A segunda sessão do “Quintas no Museu – Histórias de Vida – 2019”, agendada para o dia 21 de março, pelas 21h 30m, vai ser dedicada à grande diva do fado, Amália Rodrigues, onde vai estar em destaque a sua vida e carreira.

No auditório do Museu do Vinho Bairrada estarão presentes representantes da Fundação Amália Rodrigues/Casa-Museu Amália Rodrigues, que desvendarão alguns dos episódios e curiosidades do percurso desta grande fadista, com registos de memória contados por alguns daqueles com quem Amália conviveu e que hoje preservam o acervo histórico desta figura maior do fado e da cultura portugueses.

De referir que o projeto “Quintas no Museu – Histórias de Vida”, com uma periodicidade mensal, é promovido pela Câmara Municipal de Anadia, e conta com a presença de diversas personalidades oriundas de vários universos, desde o desporto, passando pela música até ao mundo empresarial.

Na primeira sessão deste ano, realizada no passado mês de fevereiro, esteve em destaque a atleta Aurora Cunha que partilhou alguns dos factos e memórias que marcaram a sua vida e a sua carreira desportiva.

As entradas são livres, mas limitadas à capacidade da sala.

 

Aurora Cunha partilhou histórias e memórias da sua vida desportiva

Recorde-se que Aurora Cunha foi a primeira convidada da terceira edição 2019 do “Quintas no Museu – Histórias de Vida” que decorreu, no passado dia 28 de fevereiro, no Museu do Vinho Bairrada, em Anadia.

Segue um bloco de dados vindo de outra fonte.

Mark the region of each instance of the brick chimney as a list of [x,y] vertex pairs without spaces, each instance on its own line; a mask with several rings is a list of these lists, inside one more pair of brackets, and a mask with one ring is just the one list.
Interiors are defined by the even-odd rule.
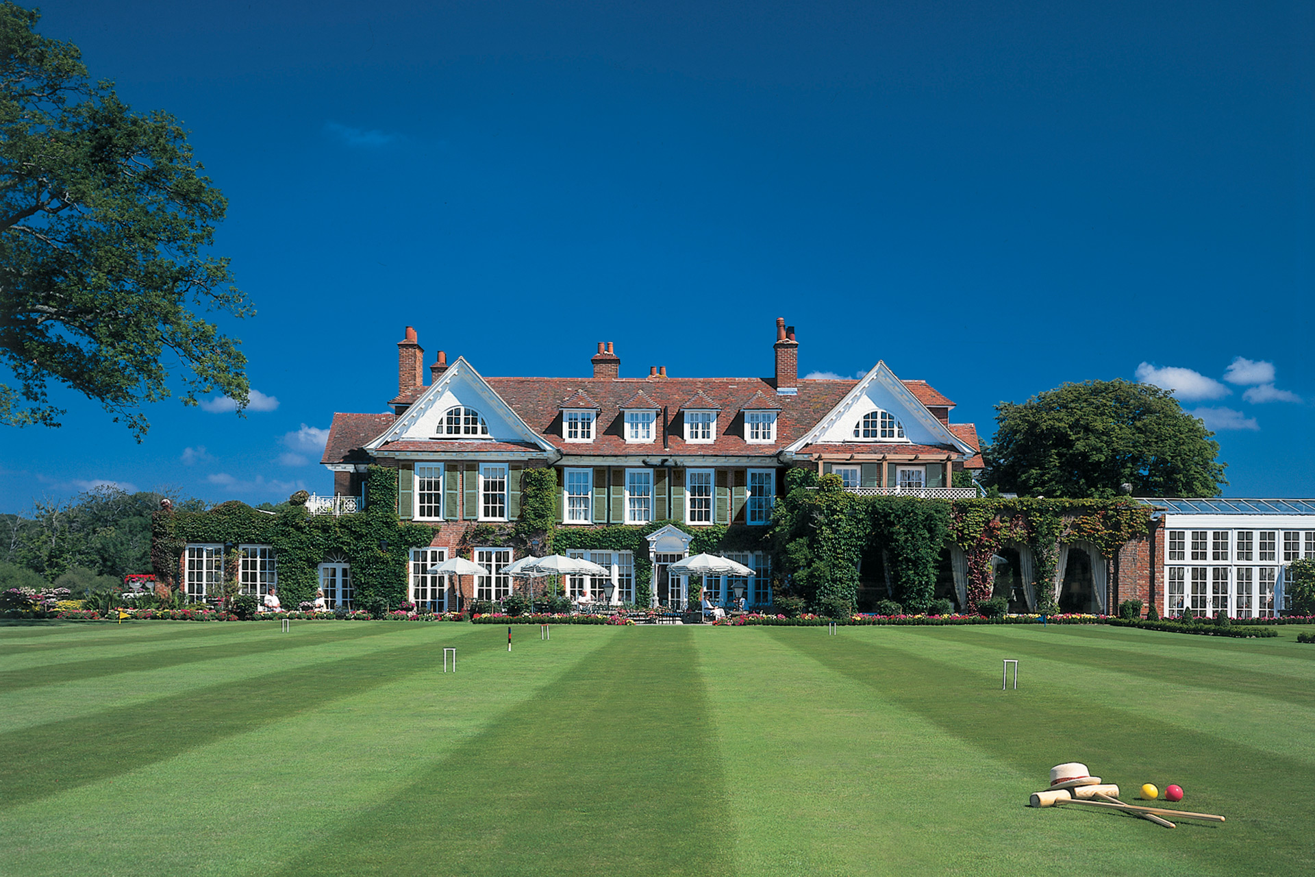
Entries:
[[406,338],[397,342],[397,394],[425,385],[425,348],[416,341],[416,330],[406,326]]
[[794,326],[786,329],[785,317],[776,318],[776,391],[793,391],[800,385],[800,342]]
[[621,377],[621,356],[611,352],[611,342],[598,342],[598,352],[589,358],[594,377]]
[[438,359],[429,367],[429,383],[437,384],[438,379],[447,371],[447,351],[438,351]]

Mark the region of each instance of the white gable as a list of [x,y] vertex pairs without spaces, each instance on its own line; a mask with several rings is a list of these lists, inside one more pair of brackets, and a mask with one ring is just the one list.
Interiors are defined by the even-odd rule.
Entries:
[[[903,426],[903,439],[863,439],[853,437],[853,427],[871,412],[889,412]],[[927,406],[918,401],[894,372],[878,362],[846,393],[817,426],[803,434],[788,451],[798,451],[805,444],[951,444],[961,454],[974,454],[959,437],[951,433]]]
[[[488,425],[488,435],[443,435],[439,433],[447,412],[456,406],[479,412]],[[375,450],[388,442],[421,439],[533,442],[544,451],[552,450],[552,446],[537,435],[512,410],[512,406],[502,401],[502,397],[480,377],[464,356],[459,356],[455,363],[448,366],[443,376],[421,393],[419,398],[412,402],[410,408],[397,418],[387,433],[367,444],[366,448]]]

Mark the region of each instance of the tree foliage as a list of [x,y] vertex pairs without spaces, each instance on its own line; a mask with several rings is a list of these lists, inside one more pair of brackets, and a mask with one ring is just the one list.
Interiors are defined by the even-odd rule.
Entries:
[[986,480],[1022,496],[1219,496],[1219,443],[1169,391],[1124,380],[1064,384],[995,406]]
[[205,255],[227,206],[164,112],[134,114],[92,83],[76,46],[0,4],[0,422],[59,426],[51,381],[99,401],[141,440],[141,408],[214,389],[246,405],[238,342],[192,313],[251,312]]

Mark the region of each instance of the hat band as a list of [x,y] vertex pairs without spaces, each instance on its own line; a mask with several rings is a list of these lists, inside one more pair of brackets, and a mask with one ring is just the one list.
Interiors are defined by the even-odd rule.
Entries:
[[1089,777],[1060,777],[1059,780],[1051,780],[1051,785],[1057,785],[1060,782],[1072,782],[1073,780],[1086,780]]

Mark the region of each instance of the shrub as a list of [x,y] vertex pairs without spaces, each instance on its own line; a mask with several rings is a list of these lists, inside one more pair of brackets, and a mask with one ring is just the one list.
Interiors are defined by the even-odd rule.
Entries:
[[848,618],[853,614],[853,604],[844,597],[823,597],[818,604],[818,614],[825,618]]
[[903,615],[903,606],[893,600],[878,600],[877,601],[877,614],[878,615]]
[[241,594],[233,600],[233,614],[242,621],[251,621],[260,609],[260,598],[255,594]]
[[798,618],[803,614],[803,597],[778,596],[773,604],[777,614],[786,618]]

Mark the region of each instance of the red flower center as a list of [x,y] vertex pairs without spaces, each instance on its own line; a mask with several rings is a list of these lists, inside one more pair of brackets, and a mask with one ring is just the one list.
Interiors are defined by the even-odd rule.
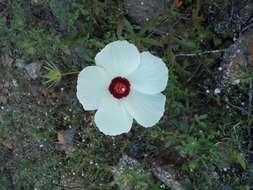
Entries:
[[109,91],[115,98],[121,99],[128,96],[130,86],[130,82],[126,78],[115,77],[109,85]]

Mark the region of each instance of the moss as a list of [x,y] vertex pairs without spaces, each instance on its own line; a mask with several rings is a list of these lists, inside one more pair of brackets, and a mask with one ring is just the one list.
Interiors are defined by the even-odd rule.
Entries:
[[[0,101],[0,189],[115,189],[121,181],[113,180],[113,168],[123,153],[144,164],[173,165],[186,189],[252,186],[252,117],[227,105],[231,100],[247,109],[249,85],[215,95],[213,71],[222,55],[177,57],[232,43],[205,18],[211,2],[185,1],[139,26],[121,1],[40,2],[0,3],[1,54],[25,63],[50,61],[64,73],[94,64],[95,54],[108,42],[128,39],[167,63],[166,112],[153,128],[134,124],[127,135],[107,137],[94,127],[94,114],[78,103],[75,75],[47,88],[42,78],[30,80],[24,70],[1,62],[0,95],[7,102]],[[157,32],[166,18],[171,21],[163,28],[167,32]],[[69,128],[75,132],[73,147],[64,151],[57,134]],[[134,176],[130,179],[139,189],[150,179],[155,188],[160,184],[150,175]]]

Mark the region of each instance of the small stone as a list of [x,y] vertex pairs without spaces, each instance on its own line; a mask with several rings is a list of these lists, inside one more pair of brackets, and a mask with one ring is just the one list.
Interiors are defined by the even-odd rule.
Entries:
[[221,90],[219,89],[219,88],[216,88],[215,90],[214,90],[214,94],[220,94],[221,93]]
[[23,69],[25,67],[25,60],[24,59],[16,59],[15,66],[19,69]]
[[8,98],[6,96],[0,95],[0,104],[7,104]]
[[40,75],[41,64],[31,63],[25,66],[27,74],[33,79],[37,79]]

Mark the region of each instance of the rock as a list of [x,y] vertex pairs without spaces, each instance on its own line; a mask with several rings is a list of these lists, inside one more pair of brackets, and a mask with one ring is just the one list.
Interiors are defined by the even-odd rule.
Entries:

A atleta portuguesa de corta-mato, meio-fundo e fundo, campeã mundial de estrada em três anos consecutivos (1984 a 1986), conquistou as maratonas de Paris, Tóquio, Chicago e Roterdão, e representou Portugal em três Jogos Olímpicos, partilhou algumas das histórias e memórias que marcaram a sua vida desportiva, numa conversa que foi moderada pelo jornalista Teófilo Fernando.

O “bichinho” do atletismo despertou na vida de Aurora Cunha, aos 15 anos, quando participou, pela primeira vez, numa corrida com rapazes, num domingo à tarde, na sua terra natal, Ronfe, e que ganhou, corria então o ano de 1975. A partir daí, um mecânico-serralheiro, apercebendo-se do seu potencial, decidiu fundar o clube Juventude de Ronfe, onde foi inscrita como atleta e a participação em provas foi surgindo paulatinamente.

Recordou ainda algumas das memórias da sua carreira enquanto atleta do Futebol Clube do Porto, nomeadamente dos vários recordes batidos e dos títulos mundiais que conquistou em meio fundo, fundo e nas maratonas.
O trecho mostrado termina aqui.